I blocked a few of his punches, and he stopped to catch his breath. Blood was dripping down my face.
“I’m twenty years older, Theophilus,” Pilate said, huffing. “I thought you knew how to fight.”
When we reengaged, I no longer treated him as the prefect. I caught him with a fist just above his left eye and opened a gash. People gathered around, halting their own exercises to watch. For the next twenty minutes, we put on a show nearly worthy of the arena, attacking each other with anger, grimaces, and cursing until we were both covered in blood and sweat.
Finally, with Pilate too tired to raise his hands for another blow, he took a couple steps back. Blood dripped down his face and dropped from his chin to the marble. He bent over, his chest heaving. I was holding my nose, trying to stanch the bleeding.
Those who had gathered around started clapping, politely at first and then louder. I unwrapped my hands and began to clap myself.
Pilate caught his breath, stood, and unwrapped his gloves. He nodded brusquely at those clapping and brushed past me. “Come on,” he said. “You bleed like a pig.”
After the slaves dabbed the wounds and stopped the bleeding, we took our turn in the cold bath, the warm chamber, and ultimately the hot marble tub.

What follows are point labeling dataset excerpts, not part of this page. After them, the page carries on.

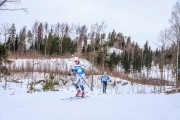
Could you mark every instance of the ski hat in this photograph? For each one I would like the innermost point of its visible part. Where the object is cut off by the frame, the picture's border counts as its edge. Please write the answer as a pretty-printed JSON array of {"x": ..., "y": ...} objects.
[{"x": 76, "y": 59}]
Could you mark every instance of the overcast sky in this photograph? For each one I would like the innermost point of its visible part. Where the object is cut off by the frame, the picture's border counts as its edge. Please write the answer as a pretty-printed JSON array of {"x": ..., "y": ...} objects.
[{"x": 141, "y": 19}]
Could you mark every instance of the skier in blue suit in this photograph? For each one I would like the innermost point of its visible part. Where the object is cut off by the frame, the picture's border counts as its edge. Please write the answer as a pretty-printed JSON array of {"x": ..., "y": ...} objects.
[
  {"x": 104, "y": 79},
  {"x": 78, "y": 69}
]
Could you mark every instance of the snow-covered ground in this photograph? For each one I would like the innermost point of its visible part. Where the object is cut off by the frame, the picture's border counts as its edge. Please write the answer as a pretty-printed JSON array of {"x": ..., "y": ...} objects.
[
  {"x": 124, "y": 100},
  {"x": 50, "y": 106},
  {"x": 17, "y": 104}
]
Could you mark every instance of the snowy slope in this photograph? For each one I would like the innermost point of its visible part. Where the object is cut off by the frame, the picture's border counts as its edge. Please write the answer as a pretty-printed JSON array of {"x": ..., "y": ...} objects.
[{"x": 49, "y": 106}]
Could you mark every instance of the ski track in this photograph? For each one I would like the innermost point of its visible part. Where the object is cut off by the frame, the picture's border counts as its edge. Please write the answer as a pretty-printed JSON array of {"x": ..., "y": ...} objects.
[{"x": 49, "y": 106}]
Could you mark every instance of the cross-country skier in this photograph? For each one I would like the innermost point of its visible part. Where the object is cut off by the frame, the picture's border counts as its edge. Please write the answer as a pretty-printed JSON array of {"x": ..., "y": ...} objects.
[
  {"x": 104, "y": 79},
  {"x": 80, "y": 75}
]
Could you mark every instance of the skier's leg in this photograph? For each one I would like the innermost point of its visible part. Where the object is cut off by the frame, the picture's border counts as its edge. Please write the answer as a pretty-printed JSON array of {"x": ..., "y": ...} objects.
[
  {"x": 82, "y": 85},
  {"x": 77, "y": 80},
  {"x": 105, "y": 86}
]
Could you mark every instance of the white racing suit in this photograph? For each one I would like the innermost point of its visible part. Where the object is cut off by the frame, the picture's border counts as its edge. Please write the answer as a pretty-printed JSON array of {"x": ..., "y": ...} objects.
[{"x": 80, "y": 75}]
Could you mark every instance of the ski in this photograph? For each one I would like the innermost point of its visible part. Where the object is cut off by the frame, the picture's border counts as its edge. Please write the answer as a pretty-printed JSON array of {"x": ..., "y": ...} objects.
[{"x": 74, "y": 98}]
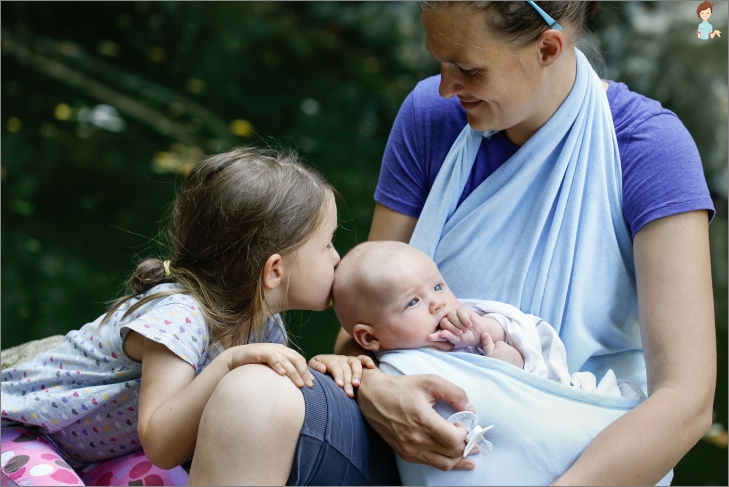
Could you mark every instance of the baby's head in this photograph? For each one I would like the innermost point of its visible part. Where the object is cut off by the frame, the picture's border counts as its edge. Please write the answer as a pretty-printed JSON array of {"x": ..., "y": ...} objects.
[{"x": 391, "y": 295}]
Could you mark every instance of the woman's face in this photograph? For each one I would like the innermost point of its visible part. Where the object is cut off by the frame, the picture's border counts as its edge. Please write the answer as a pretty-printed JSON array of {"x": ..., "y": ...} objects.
[{"x": 495, "y": 83}]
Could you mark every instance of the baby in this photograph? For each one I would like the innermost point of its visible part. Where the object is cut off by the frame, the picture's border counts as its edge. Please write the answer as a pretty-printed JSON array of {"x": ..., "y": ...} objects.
[{"x": 390, "y": 295}]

Afterward, the servants rubbed our bodies, closing the pores of our skin against the cold before they scraped us with a bronze blade.
“Feel better?” I asked.
Pilate thought about the question for a long moment. “Every time I look at those damnable shields in the temple, every time I offer incense or sacrifices to Tiberius, I will hear his words of condemnation.”
I didn’t press the point or dare re
mind him that I had recommended against the shields. If he hadn’t learned this time, I reasoned, he would never learn.
CHAPTER 18
Aesculapius was the god of medicine and healing. He was conceived when Apollo impregnated Coronis. While she was pregnant, Coronis fell in love with another man and for her unfaithfulness was sentenced to burning. Just before Coronis died, Apollo rescued his son, cutting him from his mother’s womb. Apollo named him Aesculapius, which literally meant “to cut open.”
To compensate for the loss of a mother, Apollo gave his son the ability to heal people, and Aesculapius grew into a renowned physician. In fact, his healing powers became so great, he started raising people from the dead. The healings stopped when Jupiter, jealous about someone else having the privilege of immortality, killed Aesculapius with a thunderbolt.
Even in death, the god’s power was not extinguished. Aesculapius had healed hundreds, perhaps thousands, by his touch. He had brought men and women back from the dead. He became a favorite god among the Greeks and Romans. Rulers constructed temples in his name, and the masses called on him for healing.
So it was that Procula, the beloved wife of Pilate and the mother of his three children, turned to Aesculapius in desperate need of healing. She told me about the experience during a long walk by the Mediterranean Sea a few weeks after she had recovered from her near-fatal illness. I knew she had spent the night in the temple. I knew she had miraculously recovered. But she had not told anyone but Pilate about the vision until that day, when she shared her story with me.